Hi John,
I like it John. I wonder if it gets a little too caught up in the details: the light sellers, the false dark sellers -- if maybe you work the idea through too much? I don't know. That was my first thought anyway.
In light of which, I have a radical suggestion, which may well lose too much for you: You could try cutting "We were told the endless light makes the machines work ... windowless homes with thick carpets draping from the roof to the earth, can afford.". Which leaves this:
Everything is light and there is no escaping the light. Burning light overhead and radiant light all around. In the beginning, I walked in the light and longed for darkness but the price of darkness was more than I could ever afford. So expensive it is out of reach of most living things. Then the movement started. The movement I joined. We gather in tight circles, our heads bowed to share a hint of dimness. The closeness of our heads also allows us to communicate with no chance of the light deniers and light merchants reading our words. It is our goal, our determination, that everyone looks at the light and takes no refuge in denial or profit from acceptance. No ideas or formulas that will lead to a perfect understanding of why all is light and the darkness has been driven away. That is an abstraction from the truth! We must accept that light is everything and then we are free. The light is everywhere but does not control us. We are free to see the light without longing for darkness. But there is great resistance to our ideas from those who have developed philosophies and attempted to find meaning, paths, and gods in the light. Who says accepting the unseen power above is the only way to have peace. They say we are made one by mystery and refuse to see that mysteries are only arrangements that haven't been looked at closely enough. All mysteries fall apart under observation. There are no mysteries just as there is no darkness. We need no myths of confusion. We are the myths. This is clarity and only clarity will challenge the everlasting light.

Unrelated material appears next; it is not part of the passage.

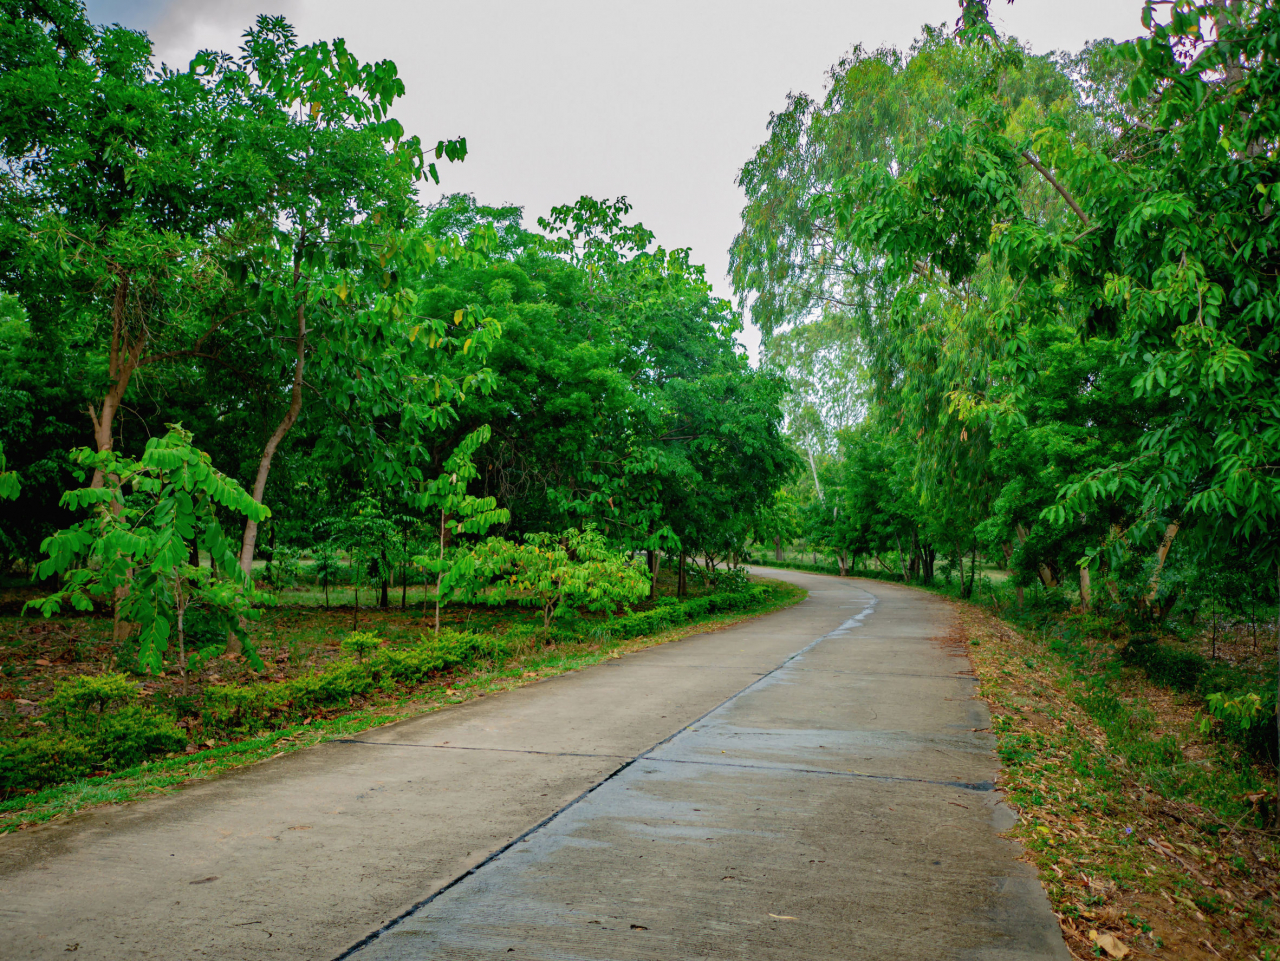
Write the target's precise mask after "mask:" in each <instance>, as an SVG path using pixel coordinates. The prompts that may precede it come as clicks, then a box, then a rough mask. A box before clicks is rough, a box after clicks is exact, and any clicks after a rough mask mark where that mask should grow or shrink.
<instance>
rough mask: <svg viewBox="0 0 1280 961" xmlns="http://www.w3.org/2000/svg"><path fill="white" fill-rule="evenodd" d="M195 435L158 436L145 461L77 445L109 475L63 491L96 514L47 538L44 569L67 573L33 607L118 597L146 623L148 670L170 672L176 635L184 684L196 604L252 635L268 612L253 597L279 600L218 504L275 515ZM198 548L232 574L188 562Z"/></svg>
mask: <svg viewBox="0 0 1280 961" xmlns="http://www.w3.org/2000/svg"><path fill="white" fill-rule="evenodd" d="M191 441H192V438H191V434H188V433H187V431H184V430H182V429H180V427H179V426H174V427H172V429H170V430H169V433H168V434H166V435H164V436H163V438H154V439H152V440H151V441H150V443H148V444H147V448H146V450H145V452H143V454H142V458H141V459H138V461H132V459H129V458H127V457H123V456H120V454H118V453H115V452H111V450H105V452H95V450H90V449H81V450H77V452H74V453H73V459H74V461H76V463H77V466H78V467H79V470H81V471H82V473H81V479H82V480H83V476H84V475H83V472H84V471H93V472H95V476H101V477H102V479H105V481H104V485H102V486H99V488H93V486H90V488H82V489H79V490H69V491H67V494H64V495H63V500H64V503H65V505H67V507H68V508H69V509H72V511H81V509H83V508H90V511H91V513H90V517H87V518H86V520H83V521H81V522H79V523H77V525H74V526H73V527H70V528H68V530H64V531H61V532H59V534H56V535H54V536H52V537H49V539H47V540H46V541H45V544H44V550H45V552H46V553H47V554H49V558H47V559H46V560H44V562H41V564H40V566H38V567H37V569H36V575H37V576H38V577H50V576H54V575H59V576H60V577H61V587H60V589H59V590H58V591H55V592H54V594H50V595H47V596H45V598H42V599H40V600H32V601H28V604H27V607H33V608H36V609H37V610H40V612H41V613H42V614H44V616H45V617H50V616H51V614H55V613H58V612H59V610H60V609H61V607H63V605H64V604H70V605H72V607H73V608H76V609H77V610H92V609H93V604H95V600H96V601H99V603H111V604H114V607H115V612H116V618H118V619H120V621H124V622H128V623H134V624H138V628H140V632H138V639H137V642H138V667H140V668H141V669H142V671H146V672H147V673H151V672H159V671H163V668H164V655H165V651H166V650H169V646H170V639H174V640H175V641H177V645H178V665H179V668H180V671H182V672H183V686H184V688H186V673H187V650H186V637H184V623H183V616H184V613H186V610H187V607H188V605H189V604H191V603H192V601H193V600H198V601H200V604H201V605H202V607H204V608H205V609H206V610H207V612H210V613H211V614H212V616H214V617H215V618H216V619H218V621H219V622H220V624H221V626H223V627H225V628H227V630H228V631H230V632H234V633H236V635H237V636H239V639H241V641H242V642H244V641H247V633H246V632H244V630H243V623H244V621H253V619H257V618H259V617H260V616H261V612H259V610H255V609H253V607H252V604H253V601H255V600H257V601H262V600H270V596H266V595H257V594H255V591H253V589H252V584H251V582H250V581H248V578H247V577H244V575H243V572H242V571H241V569H239V566H238V563H237V559H236V552H234V546H233V544H232V543H230V541H229V540H228V537H227V535H225V534H224V532H223V528H221V525H220V523H219V520H218V511H219V509H221V511H223V512H224V513H230V514H247V516H257V517H259V518H260V520H261V518H264V517H266V516H268V514H269V512H268V509H266V508H265V507H262V505H261V504H259V503H256V502H255V500H253V499H252V498H251V496H250V495H248V494H247V493H246V491H244V490H243V489H242V488H241V486H239V485H238V484H236V481H233V480H232V479H229V477H227V476H224V475H223V473H220V472H219V471H218V470H215V468H214V467H212V465H211V463H210V461H209V456H207V454H205V453H204V452H201V450H197V449H196V448H195V447H192V443H191ZM127 491H128V493H127ZM197 545H198V546H200V548H202V549H205V550H206V552H209V555H210V559H211V563H212V566H214V567H215V568H216V569H218V571H219V572H220V573H221V576H223V578H224V580H220V581H215V580H212V578H211V576H210V572H207V571H197V569H195V568H193V567H192V566H191V564H189V563H188V560H189V558H191V555H192V550H193V548H195V546H197ZM247 651H248V658H250V662H251V663H252V664H253V667H255V668H257V669H259V671H261V669H264V665H262V662H261V659H260V658H259V656H257V653H256V650H255V649H253V646H252V645H247Z"/></svg>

Or maybe the above, but with ""We were told the endless light makes the machines work" retained.
Which seems to me to be tighter. The link between "In the beginning ... Then ..." becomes clearer. The focus also stays more on the N and his activities.
You do lose much (most) of the political allegory, the capitalists moving in to capitalise -- if political allegory is what was intended -- and this may well be important to what you want here. But I think I kind of like the shorter version more for that reason.
Don't know if that helps. Probably not!
Meanwhile a possible typo/grammar thing:
"But there is great resistance to our ideas from those who have developed philosophies and attempted to find meaning, paths, and gods in the light. Who says accepting the unseen power above is the only way to have peace."
Shouldn't that be "Who say" -- if the subject is "those who have developed philosophies"?
Also, here: "We must accept that light is everything and then we are free. The light is everywhere but does not control us." I wondered if the second sentence was somewhat redundant?
best,
Matt
Last edited by Matt Q; 07-01-2024 at 05:48 PM.